After setting up the filesystem caching configurations at runtime, we want to make those changes permanent. We could do this by adding all changes to the /etc/sysctl.conf file.The system reads this file during boot.

However, the values could be overwritten during upgrades, so it is better to create a file in /etc/sysctl.d with our changes:

Now let's open /etc/sysctl.d/50-FilesystemCache.conf in an editor and add the previous configurations: vm.vfs_cache_pression=50 vm.swappiness=10 vm.dirty_ratio=20 vm.dirty_background_ratio=10 vm.dirty_expire_centisecs=5000 vm.dirty_writeback_centisecs=600

The name of the file can be chosen arbitrarily, the system reads the files in alphabetically ascending order. The name can be used to control when our entries are evaluated.

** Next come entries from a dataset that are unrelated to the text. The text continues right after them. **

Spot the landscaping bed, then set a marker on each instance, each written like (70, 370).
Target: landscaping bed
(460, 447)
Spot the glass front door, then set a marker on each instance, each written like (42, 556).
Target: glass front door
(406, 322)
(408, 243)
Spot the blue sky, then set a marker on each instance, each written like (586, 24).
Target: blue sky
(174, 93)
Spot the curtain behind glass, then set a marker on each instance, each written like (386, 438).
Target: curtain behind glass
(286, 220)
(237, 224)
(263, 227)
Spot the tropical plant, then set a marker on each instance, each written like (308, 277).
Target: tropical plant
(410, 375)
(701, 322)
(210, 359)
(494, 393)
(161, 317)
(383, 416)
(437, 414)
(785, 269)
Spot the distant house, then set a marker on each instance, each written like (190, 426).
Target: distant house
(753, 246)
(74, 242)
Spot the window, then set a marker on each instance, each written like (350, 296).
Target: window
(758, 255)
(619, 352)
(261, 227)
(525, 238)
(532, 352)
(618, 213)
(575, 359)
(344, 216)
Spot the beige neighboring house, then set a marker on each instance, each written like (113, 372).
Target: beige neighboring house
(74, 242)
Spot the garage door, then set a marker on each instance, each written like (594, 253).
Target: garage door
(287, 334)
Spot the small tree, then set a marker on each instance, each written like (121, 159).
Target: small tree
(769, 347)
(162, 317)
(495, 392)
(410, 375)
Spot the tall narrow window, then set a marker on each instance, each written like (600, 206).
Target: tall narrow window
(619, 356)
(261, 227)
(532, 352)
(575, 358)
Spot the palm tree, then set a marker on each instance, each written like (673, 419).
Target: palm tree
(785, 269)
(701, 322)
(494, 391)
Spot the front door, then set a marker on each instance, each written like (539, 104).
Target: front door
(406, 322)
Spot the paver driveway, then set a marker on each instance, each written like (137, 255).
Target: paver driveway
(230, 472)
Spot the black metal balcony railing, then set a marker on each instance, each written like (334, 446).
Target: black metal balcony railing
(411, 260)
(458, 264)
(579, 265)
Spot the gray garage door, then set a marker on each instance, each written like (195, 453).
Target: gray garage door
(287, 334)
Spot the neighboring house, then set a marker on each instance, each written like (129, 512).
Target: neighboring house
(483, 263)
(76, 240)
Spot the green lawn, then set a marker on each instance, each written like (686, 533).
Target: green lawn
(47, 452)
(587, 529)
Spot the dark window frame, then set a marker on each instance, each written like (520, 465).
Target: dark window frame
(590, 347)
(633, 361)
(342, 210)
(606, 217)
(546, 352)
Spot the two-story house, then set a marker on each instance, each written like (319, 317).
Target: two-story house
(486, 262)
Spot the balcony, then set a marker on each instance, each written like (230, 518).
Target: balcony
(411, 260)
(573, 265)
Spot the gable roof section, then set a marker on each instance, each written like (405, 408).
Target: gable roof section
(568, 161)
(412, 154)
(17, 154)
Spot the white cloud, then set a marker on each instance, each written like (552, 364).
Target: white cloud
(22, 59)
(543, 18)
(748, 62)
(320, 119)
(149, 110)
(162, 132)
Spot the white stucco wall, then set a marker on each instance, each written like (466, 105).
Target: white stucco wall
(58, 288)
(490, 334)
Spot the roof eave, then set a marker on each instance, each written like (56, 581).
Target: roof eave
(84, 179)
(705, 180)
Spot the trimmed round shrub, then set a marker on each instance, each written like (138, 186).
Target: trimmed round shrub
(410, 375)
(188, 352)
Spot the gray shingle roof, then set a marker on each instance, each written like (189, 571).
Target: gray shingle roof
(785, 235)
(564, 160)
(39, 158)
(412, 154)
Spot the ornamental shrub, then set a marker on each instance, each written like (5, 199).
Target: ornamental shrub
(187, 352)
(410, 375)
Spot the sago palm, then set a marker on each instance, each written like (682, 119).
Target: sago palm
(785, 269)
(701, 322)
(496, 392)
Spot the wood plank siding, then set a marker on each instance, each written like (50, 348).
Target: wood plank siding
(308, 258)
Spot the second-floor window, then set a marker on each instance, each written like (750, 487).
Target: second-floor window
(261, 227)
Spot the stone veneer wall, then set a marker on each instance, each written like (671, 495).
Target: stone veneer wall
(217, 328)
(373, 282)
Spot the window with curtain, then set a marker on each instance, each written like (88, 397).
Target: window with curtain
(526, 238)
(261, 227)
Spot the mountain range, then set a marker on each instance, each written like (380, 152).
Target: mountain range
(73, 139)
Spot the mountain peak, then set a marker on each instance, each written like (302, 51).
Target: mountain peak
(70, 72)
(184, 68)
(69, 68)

To re-read all configuration files we can use sysctl again:

#sysctl --system

Example

We can now configure the filesystem cache to suit our requirements. Let's take a Raspberry Pi as an example. SD cards have a relatively short lifetime in a normally configured RaspberryPi, because many small writes occur. With each of these writes, the file contents and the inode are rewritten. This stresses the memory card and shortens its lifetime. The directory /var/log is notorious for this.

There are several workarounds e.g. keep /var/log in memory with log2ram or zram and then write regularly "in block" to the storage system. From my point of view it makes more sense to use the means provided by the operating system.

Example:

vm.dirty_background_bytes = 0
vm.dirty_background_ratio = 60
vm.dirty_bytes = 0
vm.dirty_expire_centisecs = 100000
vm.dirty_ratio = 40
vm.dirty_writeback_centisecs =  60000
vm.dirtytime_expire_seconds =  120000

A maximum of 60% of the memory can be used for dirty pages before the operating system writes them to the storage system. If 40% of the memory is occupied with dirty pages, the system starts writing them to the storage system. The cache is checked every 600 seconds for pages to be written, pages older than 1200 seconds are written to the storage system.

This also means that in the worst case data on the mass storage can be 1200 seconds (20 minutes) old.

File systems can have their own methods for triggering the operating system flusher, e.g. EXT3/4 implements its own mechanism for this. You can use the commit=xxx parameter in /etc/fstab to specify the maximum time after which the file system is consistent.